我需要根据IEEE-11073将两字节数组转换为SFloat格式。
我该怎么做?
我在这里回答我的问题。
public float ToSFloat(byte[] value)
{
if (value.Length != 2)
throw new ArgumentException();
byte b0 = value[0];
byte b1 = value[1];
var mantissa = unsignedToSigned(ToInt(b0) + ((ToInt(b1) & 0x0F) << 8), 12);
var exponent = unsignedToSigned(ToInt(b1) >> 4, 4);
return (float)(mantissa * Math.Pow(10, exponent));
}
public int ToInt(byte value)
{
return value & 0xFF;
}
private int unsignedToSigned(int unsigned, int size)
{
if ((unsigned & (1 << size-1)) != 0)
{
unsigned = -1 * ((1 << size-1) - (unsigned & ((1 << size-1) - 1)));
}
return unsigned;
}
答案 0 :(得分:3)
public float ToSFloat(byte[] value)
{
if (value.Length != 2)
throw new ArgumentException();
byte b0 = value[0];
byte b1 = value[1];
var mantissa = unsignedToSigned(ToInt(b0) + ((ToInt(b1) & 0x0F) << 8), 12);
var exponent = unsignedToSigned(ToInt(b1) >> 4, 4);
return (float)(mantissa * Math.Pow(10, exponent));
}
public int ToInt(byte value)
{
return value & 0xFF;
}
private int unsignedToSigned(int unsigned, int size)
{
if ((unsigned & (1 << size-1)) != 0)
{
unsigned = -1 * ((1 << size-1) - (unsigned & ((1 << size-1) - 1)));
}
return unsigned;
}
答案 1 :(得分:1)
基于C implementation by Signove on GitHub,我在C#中创建了这个函数:
Dictionary<Int32, Single> reservedValues = new Dictionary<Int32, Single> {
{ 0x07FE, Single.PositiveInfinity },
{ 0x07FF, Single.NaN },
{ 0x0800, Single.NaN },
{ 0x0801, Single.NaN },
{ 0x0802, Single.NegativeInfinity }
};
Single Ieee11073ToSingle(Byte[] bytes) {
var ieee11073 = (UInt16) (bytes[0] + 0x100*bytes[1]);
var mantissa = ieee11073 & 0x0FFF;
if (reservedValues.ContainsKey(mantissa))

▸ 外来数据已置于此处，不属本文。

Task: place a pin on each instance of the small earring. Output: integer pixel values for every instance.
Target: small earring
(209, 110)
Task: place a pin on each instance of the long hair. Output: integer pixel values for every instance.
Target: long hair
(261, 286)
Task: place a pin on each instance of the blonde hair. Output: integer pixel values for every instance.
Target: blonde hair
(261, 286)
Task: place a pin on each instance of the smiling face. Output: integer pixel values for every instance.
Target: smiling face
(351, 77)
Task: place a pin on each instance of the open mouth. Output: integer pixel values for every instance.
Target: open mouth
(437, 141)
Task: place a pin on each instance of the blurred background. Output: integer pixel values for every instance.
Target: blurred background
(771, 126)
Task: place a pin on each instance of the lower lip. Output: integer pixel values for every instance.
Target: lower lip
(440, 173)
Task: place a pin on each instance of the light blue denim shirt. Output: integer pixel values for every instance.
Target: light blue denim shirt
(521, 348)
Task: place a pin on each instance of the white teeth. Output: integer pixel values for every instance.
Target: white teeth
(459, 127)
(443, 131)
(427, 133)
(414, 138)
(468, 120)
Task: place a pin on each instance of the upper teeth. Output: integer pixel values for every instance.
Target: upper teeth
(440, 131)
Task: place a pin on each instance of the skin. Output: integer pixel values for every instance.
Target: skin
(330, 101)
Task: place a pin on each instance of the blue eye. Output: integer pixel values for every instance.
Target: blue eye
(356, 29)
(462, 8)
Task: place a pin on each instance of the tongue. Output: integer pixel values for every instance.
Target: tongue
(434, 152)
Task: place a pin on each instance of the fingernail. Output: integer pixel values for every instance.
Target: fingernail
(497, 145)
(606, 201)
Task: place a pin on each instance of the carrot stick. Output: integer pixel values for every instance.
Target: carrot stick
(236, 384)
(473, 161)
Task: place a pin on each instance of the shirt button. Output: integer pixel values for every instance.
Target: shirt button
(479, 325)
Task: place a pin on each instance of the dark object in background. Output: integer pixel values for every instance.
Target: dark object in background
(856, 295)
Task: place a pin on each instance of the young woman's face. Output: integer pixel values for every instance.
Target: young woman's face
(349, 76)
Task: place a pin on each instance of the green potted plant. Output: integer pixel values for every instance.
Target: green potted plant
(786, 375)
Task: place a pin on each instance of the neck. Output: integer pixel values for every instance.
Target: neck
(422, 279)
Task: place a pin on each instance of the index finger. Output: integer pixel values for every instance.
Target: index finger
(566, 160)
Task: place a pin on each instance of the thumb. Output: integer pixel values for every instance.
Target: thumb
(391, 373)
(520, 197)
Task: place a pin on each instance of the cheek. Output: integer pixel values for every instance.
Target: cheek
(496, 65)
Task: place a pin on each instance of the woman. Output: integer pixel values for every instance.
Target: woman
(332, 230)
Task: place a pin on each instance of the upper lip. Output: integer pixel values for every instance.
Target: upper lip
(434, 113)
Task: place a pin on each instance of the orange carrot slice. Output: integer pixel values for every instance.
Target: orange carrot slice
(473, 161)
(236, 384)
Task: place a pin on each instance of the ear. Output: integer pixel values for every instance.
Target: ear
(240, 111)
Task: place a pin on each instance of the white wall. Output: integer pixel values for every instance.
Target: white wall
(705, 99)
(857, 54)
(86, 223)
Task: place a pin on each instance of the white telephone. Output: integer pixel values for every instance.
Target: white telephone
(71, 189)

return reservedValues[mantissa];
if (mantissa >= 0x0800)
mantissa = -(0x1000 - mantissa);
var exponent = ieee11073 >> 12;
if (exponent >= 0x08)
exponent = -(0x10 - exponent);
var magnitude = Math.Pow(10d, exponent);
return (Single) (mantissa*magnitude);
}
此函数假定字节采用小端格式。如果不是,则必须在函数的第一行交换bytes[0]和bytes[1]。或者甚至可以更好地从函数中删除第一行并更改函数参数以接受UInt16(IEEE 11073值),然后让调用者决定如何从输入中提取此值。
我强烈建议您测试此代码,因为我没有任何测试值来验证转换的正确性。